The AHA set out that position in an updated scientific statement published in Circulation on March 31, 2026, replacing its 2021 guidance and organizing advice around nine features of a heart-healthy dietary pattern. The statement says heart health depends on the overall pattern of eating, not one nutrient in isolation, and says those habits should begin early in life and continue across the life course. Protein remains essential, but the association said more research is needed on how much people need and which sources best support health.
That caution lands in sharp contrast with the federal 2025-2030 Dietary Guidelines for Americans released on January 7, 2026. Robert F. Kennedy Jr. and Brooke Rollins cast the rollout as a “historic reset” of U.S. nutrition policy, urging Americans to “prioritize protein at every meal” and to eat full-fat dairy with no added sugars. The USDA framed the package as a shift toward “real food” and said policy would be realigned to support farmers, ranchers and producers.

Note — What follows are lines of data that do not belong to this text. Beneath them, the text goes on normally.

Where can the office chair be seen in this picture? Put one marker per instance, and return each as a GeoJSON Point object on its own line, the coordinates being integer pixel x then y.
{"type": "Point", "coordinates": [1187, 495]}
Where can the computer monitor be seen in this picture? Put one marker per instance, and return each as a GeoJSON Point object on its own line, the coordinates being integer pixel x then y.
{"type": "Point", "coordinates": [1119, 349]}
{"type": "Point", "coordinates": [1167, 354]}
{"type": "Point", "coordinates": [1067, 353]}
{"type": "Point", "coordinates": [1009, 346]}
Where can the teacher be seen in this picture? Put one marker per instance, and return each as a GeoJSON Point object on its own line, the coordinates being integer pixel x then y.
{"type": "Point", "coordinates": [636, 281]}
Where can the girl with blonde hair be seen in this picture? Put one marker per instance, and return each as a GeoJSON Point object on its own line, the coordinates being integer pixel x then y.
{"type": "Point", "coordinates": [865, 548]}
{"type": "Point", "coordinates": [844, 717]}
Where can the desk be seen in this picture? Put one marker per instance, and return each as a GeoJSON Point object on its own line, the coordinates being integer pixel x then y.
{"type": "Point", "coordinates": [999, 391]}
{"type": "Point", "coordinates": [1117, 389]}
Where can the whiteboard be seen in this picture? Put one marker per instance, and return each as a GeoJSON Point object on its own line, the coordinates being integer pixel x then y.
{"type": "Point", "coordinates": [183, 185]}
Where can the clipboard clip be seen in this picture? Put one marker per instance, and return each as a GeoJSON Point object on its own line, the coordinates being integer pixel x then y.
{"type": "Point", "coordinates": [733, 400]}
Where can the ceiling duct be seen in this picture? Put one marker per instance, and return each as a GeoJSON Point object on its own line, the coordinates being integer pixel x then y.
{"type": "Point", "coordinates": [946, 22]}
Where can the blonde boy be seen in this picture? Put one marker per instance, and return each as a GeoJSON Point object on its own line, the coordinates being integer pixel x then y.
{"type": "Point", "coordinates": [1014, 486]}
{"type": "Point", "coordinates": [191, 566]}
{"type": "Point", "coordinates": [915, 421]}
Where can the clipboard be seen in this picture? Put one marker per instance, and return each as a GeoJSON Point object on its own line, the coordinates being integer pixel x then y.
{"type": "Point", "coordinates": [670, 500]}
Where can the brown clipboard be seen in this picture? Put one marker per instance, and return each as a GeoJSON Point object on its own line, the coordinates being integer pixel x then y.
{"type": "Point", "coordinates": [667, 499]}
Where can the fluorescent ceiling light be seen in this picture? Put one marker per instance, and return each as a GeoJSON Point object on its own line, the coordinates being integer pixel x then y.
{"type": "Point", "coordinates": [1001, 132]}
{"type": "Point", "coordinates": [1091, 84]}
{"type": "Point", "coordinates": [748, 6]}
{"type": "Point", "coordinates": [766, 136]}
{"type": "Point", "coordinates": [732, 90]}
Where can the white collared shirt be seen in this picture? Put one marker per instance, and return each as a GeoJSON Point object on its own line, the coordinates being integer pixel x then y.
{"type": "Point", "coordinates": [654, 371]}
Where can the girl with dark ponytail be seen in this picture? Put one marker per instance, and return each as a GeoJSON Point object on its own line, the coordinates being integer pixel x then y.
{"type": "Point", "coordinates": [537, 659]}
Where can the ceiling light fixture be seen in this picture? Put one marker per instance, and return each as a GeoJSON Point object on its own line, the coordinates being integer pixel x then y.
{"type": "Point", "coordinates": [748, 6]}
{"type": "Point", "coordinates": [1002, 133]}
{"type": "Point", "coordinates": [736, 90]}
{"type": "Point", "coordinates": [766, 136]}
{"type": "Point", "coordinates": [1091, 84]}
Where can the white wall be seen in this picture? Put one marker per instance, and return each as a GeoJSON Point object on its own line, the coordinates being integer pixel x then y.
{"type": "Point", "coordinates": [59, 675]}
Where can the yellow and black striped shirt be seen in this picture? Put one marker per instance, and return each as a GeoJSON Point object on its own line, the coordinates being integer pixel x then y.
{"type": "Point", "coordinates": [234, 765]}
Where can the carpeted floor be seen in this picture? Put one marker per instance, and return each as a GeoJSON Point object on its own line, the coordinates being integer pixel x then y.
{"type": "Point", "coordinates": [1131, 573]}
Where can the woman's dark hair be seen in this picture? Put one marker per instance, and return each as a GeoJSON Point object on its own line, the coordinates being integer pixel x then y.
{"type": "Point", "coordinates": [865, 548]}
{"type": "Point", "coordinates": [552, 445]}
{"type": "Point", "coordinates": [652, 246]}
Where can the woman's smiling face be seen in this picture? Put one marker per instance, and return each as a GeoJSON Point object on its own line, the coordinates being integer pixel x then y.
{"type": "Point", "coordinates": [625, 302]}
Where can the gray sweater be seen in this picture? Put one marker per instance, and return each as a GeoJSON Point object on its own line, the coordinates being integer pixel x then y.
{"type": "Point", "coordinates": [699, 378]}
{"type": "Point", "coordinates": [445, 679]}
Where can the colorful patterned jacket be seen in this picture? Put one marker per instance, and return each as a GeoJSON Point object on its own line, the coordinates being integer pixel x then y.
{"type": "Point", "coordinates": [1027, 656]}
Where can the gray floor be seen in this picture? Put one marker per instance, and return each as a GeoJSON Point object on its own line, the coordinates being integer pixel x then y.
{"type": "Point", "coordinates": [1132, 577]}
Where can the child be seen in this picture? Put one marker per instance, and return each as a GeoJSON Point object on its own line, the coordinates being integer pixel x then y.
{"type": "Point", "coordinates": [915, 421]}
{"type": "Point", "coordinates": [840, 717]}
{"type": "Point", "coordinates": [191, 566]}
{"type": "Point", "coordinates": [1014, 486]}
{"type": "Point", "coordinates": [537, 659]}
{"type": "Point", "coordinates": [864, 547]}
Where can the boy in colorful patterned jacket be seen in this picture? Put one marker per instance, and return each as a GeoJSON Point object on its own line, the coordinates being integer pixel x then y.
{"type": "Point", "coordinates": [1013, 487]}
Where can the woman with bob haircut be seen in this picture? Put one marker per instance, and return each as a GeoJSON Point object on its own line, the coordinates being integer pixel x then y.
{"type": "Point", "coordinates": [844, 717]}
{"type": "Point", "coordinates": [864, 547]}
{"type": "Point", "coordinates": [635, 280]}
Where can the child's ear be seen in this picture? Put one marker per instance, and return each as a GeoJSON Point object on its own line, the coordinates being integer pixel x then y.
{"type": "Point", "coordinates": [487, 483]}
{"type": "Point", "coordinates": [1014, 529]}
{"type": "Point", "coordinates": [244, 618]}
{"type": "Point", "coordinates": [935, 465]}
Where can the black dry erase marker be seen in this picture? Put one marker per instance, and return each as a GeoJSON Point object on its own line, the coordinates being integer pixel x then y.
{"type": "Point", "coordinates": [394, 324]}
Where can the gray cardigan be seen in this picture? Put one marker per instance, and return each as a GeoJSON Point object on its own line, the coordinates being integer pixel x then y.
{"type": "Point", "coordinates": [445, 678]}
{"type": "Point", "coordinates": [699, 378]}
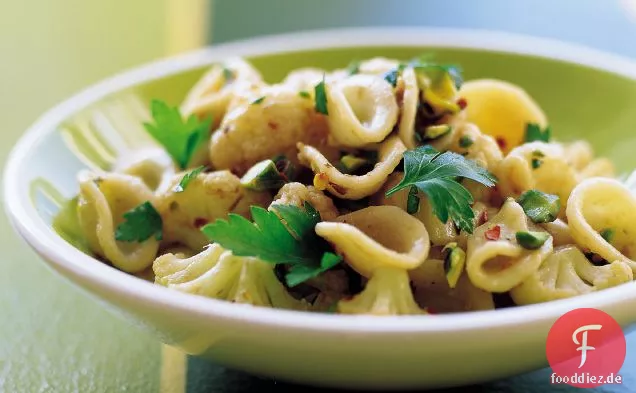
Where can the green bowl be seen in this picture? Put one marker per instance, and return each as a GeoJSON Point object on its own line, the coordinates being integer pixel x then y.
{"type": "Point", "coordinates": [585, 94]}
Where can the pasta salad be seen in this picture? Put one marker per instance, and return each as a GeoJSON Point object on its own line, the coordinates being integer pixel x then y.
{"type": "Point", "coordinates": [386, 187]}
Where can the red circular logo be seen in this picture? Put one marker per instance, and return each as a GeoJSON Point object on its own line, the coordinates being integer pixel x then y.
{"type": "Point", "coordinates": [586, 348]}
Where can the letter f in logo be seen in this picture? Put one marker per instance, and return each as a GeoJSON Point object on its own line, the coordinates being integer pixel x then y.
{"type": "Point", "coordinates": [583, 343]}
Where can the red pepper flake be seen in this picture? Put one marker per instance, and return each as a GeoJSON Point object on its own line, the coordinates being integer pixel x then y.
{"type": "Point", "coordinates": [338, 188]}
{"type": "Point", "coordinates": [462, 103]}
{"type": "Point", "coordinates": [493, 233]}
{"type": "Point", "coordinates": [501, 142]}
{"type": "Point", "coordinates": [200, 222]}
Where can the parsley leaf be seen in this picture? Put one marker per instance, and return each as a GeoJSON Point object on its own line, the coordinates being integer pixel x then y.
{"type": "Point", "coordinates": [534, 133]}
{"type": "Point", "coordinates": [412, 201]}
{"type": "Point", "coordinates": [258, 100]}
{"type": "Point", "coordinates": [228, 75]}
{"type": "Point", "coordinates": [283, 236]}
{"type": "Point", "coordinates": [140, 223]}
{"type": "Point", "coordinates": [180, 138]}
{"type": "Point", "coordinates": [187, 178]}
{"type": "Point", "coordinates": [301, 273]}
{"type": "Point", "coordinates": [436, 70]}
{"type": "Point", "coordinates": [353, 67]}
{"type": "Point", "coordinates": [435, 174]}
{"type": "Point", "coordinates": [321, 98]}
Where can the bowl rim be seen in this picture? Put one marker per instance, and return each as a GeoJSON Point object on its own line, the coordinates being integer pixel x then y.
{"type": "Point", "coordinates": [24, 218]}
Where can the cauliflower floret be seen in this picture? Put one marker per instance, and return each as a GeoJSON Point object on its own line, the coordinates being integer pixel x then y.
{"type": "Point", "coordinates": [388, 292]}
{"type": "Point", "coordinates": [297, 194]}
{"type": "Point", "coordinates": [251, 132]}
{"type": "Point", "coordinates": [152, 165]}
{"type": "Point", "coordinates": [217, 273]}
{"type": "Point", "coordinates": [207, 197]}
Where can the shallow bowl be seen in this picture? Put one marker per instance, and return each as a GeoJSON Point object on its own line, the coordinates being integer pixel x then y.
{"type": "Point", "coordinates": [585, 94]}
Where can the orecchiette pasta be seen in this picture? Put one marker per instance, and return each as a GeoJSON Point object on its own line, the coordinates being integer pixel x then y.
{"type": "Point", "coordinates": [351, 186]}
{"type": "Point", "coordinates": [495, 261]}
{"type": "Point", "coordinates": [434, 294]}
{"type": "Point", "coordinates": [297, 194]}
{"type": "Point", "coordinates": [408, 110]}
{"type": "Point", "coordinates": [103, 200]}
{"type": "Point", "coordinates": [377, 236]}
{"type": "Point", "coordinates": [566, 273]}
{"type": "Point", "coordinates": [604, 204]}
{"type": "Point", "coordinates": [212, 94]}
{"type": "Point", "coordinates": [383, 187]}
{"type": "Point", "coordinates": [362, 110]}
{"type": "Point", "coordinates": [550, 167]}
{"type": "Point", "coordinates": [488, 99]}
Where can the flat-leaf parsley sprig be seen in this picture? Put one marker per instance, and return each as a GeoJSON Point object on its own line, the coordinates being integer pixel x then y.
{"type": "Point", "coordinates": [283, 236]}
{"type": "Point", "coordinates": [180, 137]}
{"type": "Point", "coordinates": [140, 224]}
{"type": "Point", "coordinates": [435, 174]}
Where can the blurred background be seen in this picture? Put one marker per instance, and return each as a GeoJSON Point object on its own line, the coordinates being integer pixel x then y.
{"type": "Point", "coordinates": [53, 339]}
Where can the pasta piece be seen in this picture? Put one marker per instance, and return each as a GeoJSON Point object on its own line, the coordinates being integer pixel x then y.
{"type": "Point", "coordinates": [599, 204]}
{"type": "Point", "coordinates": [253, 132]}
{"type": "Point", "coordinates": [440, 233]}
{"type": "Point", "coordinates": [297, 194]}
{"type": "Point", "coordinates": [388, 292]}
{"type": "Point", "coordinates": [362, 110]}
{"type": "Point", "coordinates": [350, 186]}
{"type": "Point", "coordinates": [433, 293]}
{"type": "Point", "coordinates": [377, 236]}
{"type": "Point", "coordinates": [408, 110]}
{"type": "Point", "coordinates": [207, 197]}
{"type": "Point", "coordinates": [502, 110]}
{"type": "Point", "coordinates": [549, 167]}
{"type": "Point", "coordinates": [219, 274]}
{"type": "Point", "coordinates": [212, 94]}
{"type": "Point", "coordinates": [466, 139]}
{"type": "Point", "coordinates": [495, 262]}
{"type": "Point", "coordinates": [377, 65]}
{"type": "Point", "coordinates": [103, 200]}
{"type": "Point", "coordinates": [305, 79]}
{"type": "Point", "coordinates": [177, 268]}
{"type": "Point", "coordinates": [567, 273]}
{"type": "Point", "coordinates": [560, 232]}
{"type": "Point", "coordinates": [154, 166]}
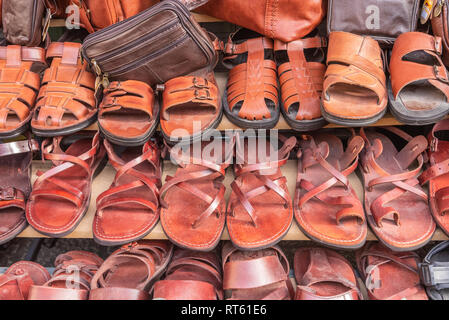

The AHA welcomed the federal emphasis on vegetables, fruits, whole grains and limits on added sugars, refined grains, highly processed foods, saturated fats and sugary drinks, but it said it was concerned that advice on salt seasoning and red meat could push consumers past sodium and saturated fat limits. Its own guidance is more explicit: prioritize plant-based proteins, especially legumes and nuts, while still allowing seafood and lean meats. Reuters reported that the association also recommended limiting red meat, butter, lard and tallow, and Reuters said the guidance starts at age 1 for children.
The clash is already feeding broader confusion over U.S. nutrition policy, especially after the 2025-2030 federal guidelines were criticized by some nutrition experts for seeming to favor red meat and full-fat dairy, a break from earlier advice. The AHA’s update mostly stays in step with its earlier position, but it turns up the volume on plant protein at exactly the moment Washington is amplifying a different message. For food makers, dairy brands and meat producers, the split is not academic: the next round of consumer advice is going to sound less like consensus and more like a contest.